Here is a preview of PAQ9
http://cs.fit.edu/~mmahoney/compression/paq9a.zip
It uses the same archive format and command line interface as lpq1 (based on lpaq1) with similar compression ratio, but a little slower. For highly redundant files (like fp.log), compression is faster. It lacks models for specific file types like exe, bmp, wav, jpeg, etc. I plan to add those later. I plan to have the file type detected automatically (or by command line options) and only turn on the models needed. This should improve speed over paq8, which has most of the models on at once.
paq9a has an LZP preprocessor. It codes a match using one bit and a literal using 9 bits, which are modeled separately. This speeds up compression of highly redundant files but also hurts compression because you have to include the mispredicted byte as context for modeling the literals. As a compromise, only matches of length 12 or more are coded and only longer contexts include the extra byte.
I also experimented with a different form of context mixing. Instead of mixing all the contexts at once (using a neural network), I used a chain of 2 input mixers (again a neural network). I am not sure if this compresses better, though.
Also, I reimplemented the APM (SSE) as a 2 input mixer with one input fixed. This saves memory and reduces the number of free parameters, which should help for small files or rapidly changing data.
paq9a -1 (19 MB)
824,845 a10.jpg.paq9a-1
1,255,208 acrord32.exe.paq9a-1
487,957 english.dic.paq9a-1
3,643,525 FlashMX.pdf.paq9a-1
395,669 fp.log.paq9a-1
1,654,770 mso97.dll.paq9a-1
754,253 ohs.doc.paq9a-1
757,053 rafale.bmp.paq9a-1
499,172 vcfiu.hlp.paq9a-1
470,607 world95.txt.paq9a-1
10,743,059 bytes
paq9a -9 (1585 MB)
823,883 a10.jpg.paq9a-9
1,235,497 acrord32.exe.paq9a-9
457,932 english.dic.paq9a-9
3,633,260 FlashMX.pdf.paq9a-9
392,231 fp.log.paq9a-9
1,610,168 mso97.dll.paq9a-9
727,424 ohs.doc.paq9a-9
739,561 rafale.bmp.paq9a-9
493,760 vcfiu.hlp.paq9a-9
431,508 world95.txt.paq9a-9
10,545,224 bytes
19,974,112 enwik8.paq9a-9 539 510 sec. (comp + decomp)

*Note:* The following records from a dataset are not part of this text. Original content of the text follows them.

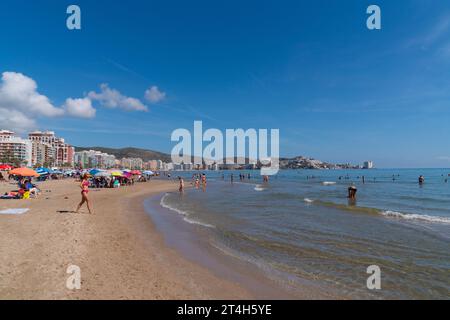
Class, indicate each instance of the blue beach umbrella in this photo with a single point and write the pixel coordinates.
(43, 171)
(93, 172)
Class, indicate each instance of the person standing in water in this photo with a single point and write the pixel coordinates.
(352, 192)
(421, 180)
(181, 180)
(84, 185)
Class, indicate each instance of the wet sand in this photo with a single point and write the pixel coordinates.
(119, 252)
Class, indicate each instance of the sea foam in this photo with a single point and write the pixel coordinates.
(422, 217)
(183, 213)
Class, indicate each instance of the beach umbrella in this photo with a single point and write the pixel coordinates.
(116, 173)
(24, 172)
(102, 174)
(127, 175)
(94, 171)
(5, 167)
(43, 171)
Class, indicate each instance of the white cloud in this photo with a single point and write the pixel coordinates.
(81, 108)
(15, 120)
(154, 95)
(21, 103)
(112, 98)
(19, 92)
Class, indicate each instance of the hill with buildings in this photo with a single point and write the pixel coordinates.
(129, 152)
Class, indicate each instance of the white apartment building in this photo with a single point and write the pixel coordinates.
(63, 153)
(14, 148)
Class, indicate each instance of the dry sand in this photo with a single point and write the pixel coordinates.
(119, 252)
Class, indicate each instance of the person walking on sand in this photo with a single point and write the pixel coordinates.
(84, 185)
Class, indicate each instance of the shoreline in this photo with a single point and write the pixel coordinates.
(193, 242)
(119, 251)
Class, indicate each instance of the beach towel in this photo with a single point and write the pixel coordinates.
(14, 211)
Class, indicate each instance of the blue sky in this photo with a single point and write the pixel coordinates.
(337, 91)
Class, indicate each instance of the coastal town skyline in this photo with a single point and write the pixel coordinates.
(107, 85)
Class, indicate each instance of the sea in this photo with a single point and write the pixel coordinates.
(300, 230)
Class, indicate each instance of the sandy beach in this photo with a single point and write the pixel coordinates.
(119, 252)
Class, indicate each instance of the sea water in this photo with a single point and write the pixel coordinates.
(301, 227)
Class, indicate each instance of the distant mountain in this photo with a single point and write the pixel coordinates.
(301, 162)
(130, 152)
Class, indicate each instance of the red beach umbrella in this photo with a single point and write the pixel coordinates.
(24, 172)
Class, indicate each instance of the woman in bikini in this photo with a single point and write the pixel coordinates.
(84, 185)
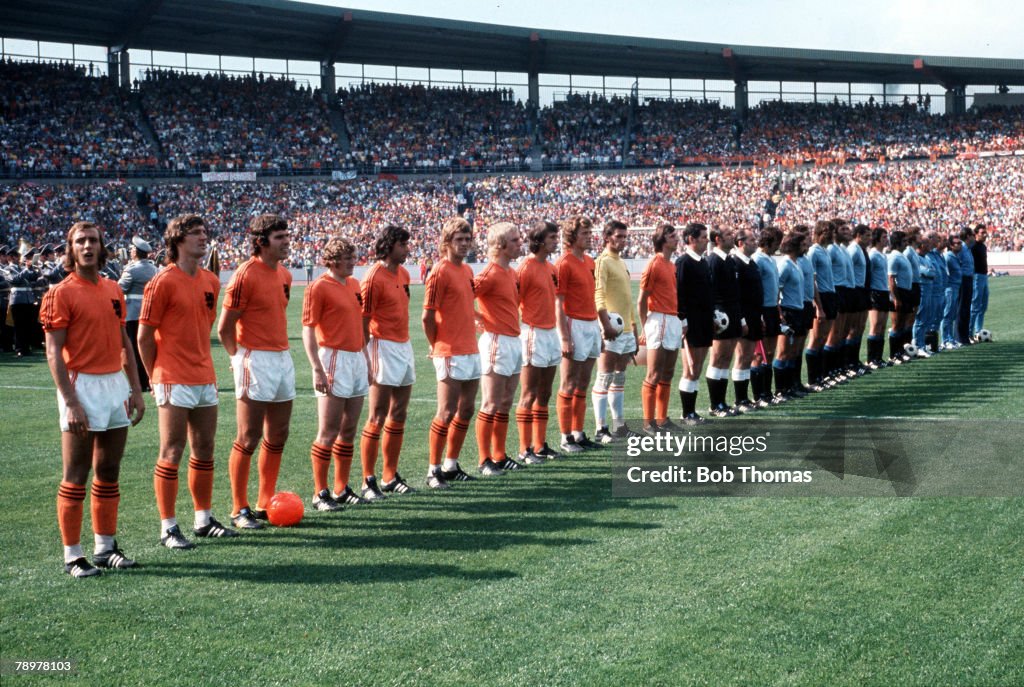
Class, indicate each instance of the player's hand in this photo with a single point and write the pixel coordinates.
(136, 408)
(78, 423)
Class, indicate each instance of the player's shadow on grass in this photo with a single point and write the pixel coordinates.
(322, 573)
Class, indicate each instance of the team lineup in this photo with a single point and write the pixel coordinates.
(755, 307)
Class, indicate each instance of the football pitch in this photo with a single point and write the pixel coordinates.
(537, 577)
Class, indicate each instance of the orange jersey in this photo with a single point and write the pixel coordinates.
(577, 286)
(93, 315)
(385, 301)
(450, 294)
(335, 308)
(498, 295)
(181, 309)
(261, 294)
(538, 284)
(658, 280)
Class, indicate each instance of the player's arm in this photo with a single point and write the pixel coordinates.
(312, 350)
(78, 423)
(147, 347)
(136, 404)
(225, 330)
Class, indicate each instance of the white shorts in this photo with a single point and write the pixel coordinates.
(103, 397)
(664, 331)
(459, 368)
(586, 336)
(501, 354)
(391, 361)
(266, 376)
(185, 395)
(346, 373)
(622, 344)
(541, 347)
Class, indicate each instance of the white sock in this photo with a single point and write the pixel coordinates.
(103, 543)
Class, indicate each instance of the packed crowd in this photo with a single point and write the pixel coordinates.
(942, 196)
(415, 128)
(56, 119)
(216, 122)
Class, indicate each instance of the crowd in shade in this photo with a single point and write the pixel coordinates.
(239, 123)
(54, 118)
(57, 119)
(415, 128)
(945, 195)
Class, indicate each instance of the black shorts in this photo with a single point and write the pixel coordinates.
(906, 303)
(755, 329)
(881, 302)
(844, 299)
(734, 330)
(829, 304)
(771, 319)
(699, 330)
(795, 319)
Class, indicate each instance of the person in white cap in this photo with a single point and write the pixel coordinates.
(133, 280)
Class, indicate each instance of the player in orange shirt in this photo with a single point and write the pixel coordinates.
(501, 352)
(385, 327)
(339, 360)
(663, 331)
(541, 345)
(179, 307)
(580, 331)
(98, 395)
(253, 330)
(448, 323)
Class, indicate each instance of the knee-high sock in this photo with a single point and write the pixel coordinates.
(394, 432)
(484, 433)
(105, 498)
(238, 469)
(369, 445)
(165, 486)
(320, 457)
(342, 453)
(268, 466)
(499, 437)
(524, 423)
(438, 439)
(457, 436)
(540, 426)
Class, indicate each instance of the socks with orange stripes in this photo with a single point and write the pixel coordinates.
(563, 406)
(369, 445)
(342, 453)
(499, 438)
(540, 414)
(269, 466)
(201, 486)
(524, 423)
(320, 457)
(438, 439)
(457, 436)
(71, 504)
(238, 469)
(484, 434)
(394, 432)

165,193,368 enwik9.paq9a-9 4200 sec.
(still testing decompression)

. But I don?t get it. Will paq and lpaq be the same and only difference will be some small features and the special file modells? Compression now seems to be little over lpaq8 (on general files). Without beeing into context mixing my thoughts were, that lpaq uses many less modells (without counting the modells for special files). Thats the reason why it is faster but with less compression. Is the overall compression not finished yet?

I compensated by adding more models, which is why it is slower than lpaq1. paq9a has some sparse models which improve compression of binary files, but text is a bit worse.